Member of the Tamil Nadu Legislative Assembly
- Incumbent
- Assumed office 11 May 2026
- Preceded by: G. Iyappan
- Constituency: Cuddalore

Personal details
- Party: Tamilaga Vettri Kazhagam

= B. Rajkumar =

Indian politician (born 1980)

B. Rajkumar (born 1980) is an Indian politician from Tamil Nadu. He is a member of the Tamil Nadu Legislative Assembly from the Cuddalore Assembly constituency in Cuddalore district, representing the Tamilaga Vettri Kazhagam.

== Early life ==
Rajkumar is from Cuddalore, Cuddalore district, Tamil Nadu. He is the son of R. Bhagavantaswamy.

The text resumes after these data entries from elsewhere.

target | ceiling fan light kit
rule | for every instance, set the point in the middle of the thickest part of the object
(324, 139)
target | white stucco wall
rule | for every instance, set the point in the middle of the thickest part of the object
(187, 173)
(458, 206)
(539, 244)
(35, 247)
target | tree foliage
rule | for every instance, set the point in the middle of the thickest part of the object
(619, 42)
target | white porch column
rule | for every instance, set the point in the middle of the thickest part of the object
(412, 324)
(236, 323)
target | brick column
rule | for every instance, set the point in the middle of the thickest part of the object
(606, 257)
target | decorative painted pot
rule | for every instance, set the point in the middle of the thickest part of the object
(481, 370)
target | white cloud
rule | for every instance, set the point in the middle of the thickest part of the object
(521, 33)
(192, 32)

He completed his Diploma in Mechanical Engineering at Muthiah Polytechnic, Chidambaram, in October 2002. He declared assets worth Rs.45 lakhs in his affidavit to the Election Commission of India. He has a few criminal cases registered against him.

== Career ==
Rajkumar became an MLA for the first time winning the Cuddalore Assembly constituency representing the Tamilaga Vettri Kazhagam in the 2026 Tamil Nadu Legislative Assembly election. He polled 70,856 votes and defeated his nearest rival, A. S. Chandrasekaran of the Indian National Congress, by a margin of 15,519 votes.